Trade Credit (Buyers credit/supplier credit) can be raised by Indian importers in any freely convertible foreign currency (FCY denominated TC) or Indian Rupee (INR denominated TC), as per the framework.
Buyers’ credit finance means finance for payment of imports in India arranged by the importer (buyer) from a bank or financial institution outside India. The suppliers’ credit means credits extended for imports directly by the overseas supplier instead of a bank or financial institution. Importers bank provides similar service both for buyers’ credit and supplier credit under trade credit frame work. Trade credit facilitates local importers gain entry to cheaper foreign funds, close to LIBOR rates, which is cheaper, compared to local sources of funding.
Salient feature of the revised trade credit framework:
- Limit: As per the revised guidelines of RBI (RBI/2018-2019/140A.P. (DIR Series) Circular No. 23, March 13, 2019) on Trade credit frame work, import transaction can take place up to USD 150 million or equivalent per import transaction for oil/gas refining & marketing, airline and shipping companies. For others, transactions up to USD 50 million or equivalent per import transaction is permitted.
- All-in-cost ceiling per annum: Benchmark rate plus 250 bps spread.
- Exchange rate: In case, Change of Foreign currency into Indian Rupee trade credit required, it can be at the exchange rate prevailing on the date of the agreement between the parties concerned for such change or at an exchange rate, which is less than the rate prevailing on the date of agreement, if consented to by the Trade credit (TC) lender. The exchange rate for conversion to Rupee shall be the rate prevailing on the date of settlement.
- Hedging provision: The overseas investors are eligible to hedge their exposure in Rupee through permitted derivative products with AD Category I banks in India. The investors can also access the domestic market through branches / subsidiaries of Indian banks abroad or branches of foreign banks with Indian presence on a back to back basis. However, such entities shall have a board approved risk management policy.
- Change of currency of borrowing: Conversion of one permitted currency to another permitted currency or Indian Rupees is freely permitted .However, change of currency from INR to any freely convertible foreign currency is not permitted.
- Security for trade credit: The bank or financial institution outside India finances the importer based on a guarantee given by the importer’s bank. The guarantee, so given by the importer’s bank, is called letter of comfort. The buyers’ credit may be extended, either from an overseas branch of the domestic bank or an international bank in the foreign country.
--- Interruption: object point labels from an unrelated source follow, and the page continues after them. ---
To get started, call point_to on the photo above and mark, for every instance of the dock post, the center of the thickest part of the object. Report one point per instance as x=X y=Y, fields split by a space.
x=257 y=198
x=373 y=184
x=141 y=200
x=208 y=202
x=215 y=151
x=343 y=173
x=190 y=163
Bank guarantees may be given by the ADs, on behalf of the importer, in favour of overseas lender of TC not exceeding the amount of TC. Period of such guarantee cannot be beyond the maximum permissible period for TC. The TC may also be secured by overseas guarantee issued by foreign banks / overseas branches of Indian banks. Issuance of such guarantees i.e. guarantees by Indian banks and their branches/subsidiaries located outside India will be subject to compliance with Banking regulations on “Guarantees and Co-acceptances”, as amended from time to time. The importer may also offer security of movable assets (including financial assets) / immovable assets (excluding land in SEZs) / corporate or personal guarantee for raising TC. ADs may, therefore, be allowed to permit creation of charge on security offered / accept corporate or personal guarantee subject to provisions contained in Foreign Exchange Management (Acquisition and Transfer of Immovable Property in India) Regulations, 2000 and Foreign Exchange Management (Transfer or Issue of Security by a Person Resident Outside India) Regulations, 2000 or any other relative Regulations framed under the Foreign Exchange Management Act, 1999 and should also comply with FDI/FII/SEZ policy/ rules/ guidelines.